Il y a des projets qui naissent discrètement, et d’autres qui s’imposent comme une évidence. Étincelles de Ténèbres appartient à cette seconde catégorie. Le 19 avril 2026, dix jeunes auteurs haïtiens signeront leur entrée dans le paysage littéraire à la Direction Nationale du Livre (DNL), avec un recueil collectif qui porte déjà les marques d’une génération en éveil.
À l’origine, un moment simple, presque ordinaire : des jeunes réunis autour d’un livre, La Mal-Aimée de Margaret Papillon. Mais très vite, la lecture ne suffit plus. Elle bouscule, elle questionne, elle appelle à répondre. Ce besoin de passer « de l’autre côté de la page » devient le point de départ d’une aventure littéraire portée par le club « Mois d’Encre » et accompagnée par celle qui, au fil du temps, s’est imposée comme une figure majeure de la littérature haïtienne.
Ce qui suit n’est pas un simple exercice d’écriture, mais un véritable processus de transformation. Pendant des mois, ces jeunes plumes s’engagent dans des ateliers exigeants, apprennent à structurer leurs idées, à affronter leurs doutes, à affiner leurs voix. Ils écrivent, réécrivent, se confrontent, se dévoilent. Jusqu’à faire naître Étincelles de Ténèbres un recueil où se mêlent fragilité, lucidité et puissance narrative.
Derrière ce titre évocateur, dix trajectoires, dix sensibilités, dix regards sur Haïti et sur le monde.

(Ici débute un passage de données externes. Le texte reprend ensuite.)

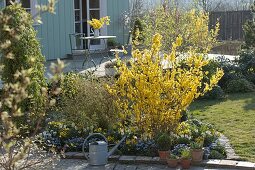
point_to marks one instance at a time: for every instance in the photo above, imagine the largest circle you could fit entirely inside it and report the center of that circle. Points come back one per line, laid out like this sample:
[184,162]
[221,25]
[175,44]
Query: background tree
[22,85]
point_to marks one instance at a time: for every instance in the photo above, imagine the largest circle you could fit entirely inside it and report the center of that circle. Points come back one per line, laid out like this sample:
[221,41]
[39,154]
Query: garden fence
[231,23]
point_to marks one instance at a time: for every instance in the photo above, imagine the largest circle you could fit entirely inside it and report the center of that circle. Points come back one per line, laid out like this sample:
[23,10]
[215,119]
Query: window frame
[32,9]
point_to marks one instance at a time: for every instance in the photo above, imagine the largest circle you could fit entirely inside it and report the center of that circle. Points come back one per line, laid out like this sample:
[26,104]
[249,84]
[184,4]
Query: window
[29,5]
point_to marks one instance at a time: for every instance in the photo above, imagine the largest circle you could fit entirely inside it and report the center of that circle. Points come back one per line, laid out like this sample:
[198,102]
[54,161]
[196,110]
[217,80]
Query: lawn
[234,117]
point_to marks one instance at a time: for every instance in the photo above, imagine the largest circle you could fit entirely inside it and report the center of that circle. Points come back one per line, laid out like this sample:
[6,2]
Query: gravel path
[75,164]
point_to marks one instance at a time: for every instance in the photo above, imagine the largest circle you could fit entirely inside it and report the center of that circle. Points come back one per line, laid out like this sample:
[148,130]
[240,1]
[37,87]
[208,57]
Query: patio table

Anne-Julie P. Carpel Étienne y explore les relations humaines avec une écriture empreinte de sensibilité et d’engagement culturel. Harmelle Maxi, entre écriture et arts visuels, traduit une imagination en mouvement. Johnley Orélien fait des mots un outil pour penser, questionner et donner voix aux silences.

Djennie Josil inscrit sa plume dans une démarche citoyenne, attentive aux enjeux sociaux et éducatifs. Batcheany St Vil milite pour la lecture et la diffusion de la pensée critique. Karl Laurent Dortissant, entre droit et littérature, privilégie une écriture précise, presque chirurgicale. Sabine Auguste, à la croisée des disciplines, mêle art, parole et réflexion.
Beth-Sarah Nicolas, engagée dans la critique et la communication, contribue à structurer une nouvelle dynamique littéraire. Stacy L. Jean, initiatrice d’espaces d’expression, incarne cette volonté de créer des ponts entre idées et actions. Et Liz Naika Sajuste, portée par sa passion des lettres, complète cet ensemble avec une voix en pleine affirmation.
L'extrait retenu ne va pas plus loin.